By now, there is nothing called a regular army in Syria. What we have are pro-Assad militias, made up of a mixture of army troops, security forces and civilians. The overwhelming majority are now Alawites, supported in certain regions and neighborhoods by Christians as well Sunni Arab and Kurdish recruits. Most members of pro-Assad militias have been involved in atrocities, but they really believe that they are fighting for their lives and for their families. In their minds, they are involved in preemption, in preventing future atrocities against their communities. …

We need to find ways to engage the pro-Assad militias themselves. …The most important effort that can be launched at this stage is an outreach strategy led by the rebels and activists in cooperation with representatives of the international community targeting pro-Assad militias meant to induce such outcome.
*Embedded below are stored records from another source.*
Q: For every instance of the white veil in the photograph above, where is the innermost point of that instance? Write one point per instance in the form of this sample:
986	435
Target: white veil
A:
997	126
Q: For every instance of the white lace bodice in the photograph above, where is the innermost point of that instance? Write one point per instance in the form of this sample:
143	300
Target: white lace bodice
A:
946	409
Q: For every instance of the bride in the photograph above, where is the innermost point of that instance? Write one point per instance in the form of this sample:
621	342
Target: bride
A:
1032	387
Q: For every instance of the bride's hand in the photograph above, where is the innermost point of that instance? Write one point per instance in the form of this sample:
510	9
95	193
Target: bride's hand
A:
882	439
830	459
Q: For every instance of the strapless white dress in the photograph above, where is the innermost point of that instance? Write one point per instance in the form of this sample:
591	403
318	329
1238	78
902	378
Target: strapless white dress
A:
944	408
As for Assad and his generals, a trip to the ICC might help bring closure to the victims of their crimes, and might provide family members of all victims a channel for their grief and anger other than retribution.

* The State in Syria has already collapsed and the country will not be pacified for years to come. At this stage, it is effectively a failed state. The thinking at this stage should focus on how Syria could be put back together again, how she can be pacified, how to prevent her humanitarian situation from worsening, and how to prevent spillovers into neighboring countries. The choice facing many in the international community is no longer whether to intervene but how to intervene…..The endgame at this stage could only be the removal of the Assad regime and replacing it with a more accountable system of governance. …. Iran and Russia might be beyond the pale of making a positive contribution in this regard. But most other regional powers can be coaxed into a process once the U.S. is willing to assume a more proactive role. All this will need to take place outside the framework of the UN… Meanwhile, a solution to Assad air power needs to be found … the situation in Syria will have to be micromanaged… by whatever administration occupies the White House…

Ammar Abdulhamid: Syrian pro-Democracy activist, founder of the Tharwa Foundation, and Fellow at Foundation for Defense of Democracies. Khawla Yusuf: Syrian pro-democracy activist and co-founder of the Tharwa Foundation.